UPDATED 00:01 EDT / NOVEMBER 01 2016

NEWS

Trifacta tackles data integration for non-big data environments

Trifacta Inc. today is announcing a version of its namesake data preparation tool designed for non-big data environments.

The company, which calls the discipline it enables “data wrangling,” said Wrangler Edge is intended for use by organizations that may not have Hadoop or an enterprise data lake but that still want to do data analysis in business intelligence and visualization tools like Tableau Software Inc.’s. A key feature of Wrangler Edge is the ability for users to visualize data as it’s transformed and imported into an analytics engine (above). “What Tableau did with democratizing visualization we’re doing in the data preparation space,” said Will Davis, director of product marketing at Trifacta.
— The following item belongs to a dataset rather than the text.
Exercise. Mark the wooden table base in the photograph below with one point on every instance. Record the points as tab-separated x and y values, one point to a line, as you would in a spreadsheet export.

Big data projects usually involve an “extract/transform/load” process that can be laborious but is a necessary step when data is being combined from multiple sources, including both structured and unstructured formats. “ETL works well when there are well-defined schemas, and those tools are typically managed by IT people,” Davis said. “Where we shine is in working with data from different sources, such as files and cloud.”

Trifacta was the product of joint research at Stanford University and the University of California at Berkeley. A free desktop version proved so popular that the company raised money to commercialize the tool, releasing its first edition in 2012. It says more than 4,000 companies in 132 countries now use Wrangler to explore, transform and join diverse data. Trifacta has raised more than $76 million in venture funding.

Wrangler Edge builds on the free Wrangler desktop edition with support for multiple users, larger data volumes, broader connectivity, cloud and on-premise deployment options and the ability to schedule and operationalize wrangling workflows. The company also sells a high-end enterprise version aimed at more traditional IT deployments running Hadoop.

Wrangler Edge’s visualization features enable users to preview the data they are preparing both to determine its value and to ensure format consistency, Davis said. The tool can read data from both HDFS and external sources such as non-Hadoop data stores and files. “We ingest via an API [application program interface] framework that allows us to build connectors from the sources we connect to as well as the sources we publish to,” Davis added. “It’s an extensible framework.”

Deployment is on an edge server or gateway node. Users can write “recipes” for on-the-fly data transformation of data sets directly in the application. For multi-gigabyte datasets, the software uses a memory-resident framework called Photon to enable transformation. Data can also be transformed by compiling recipes to the Apache Spark and MapReduce parallel processing frameworks. Currently, the product works only with batch data, but the company is considering adding streaming options, Davis said.

Trifacta wouldn’t disclose pricing information.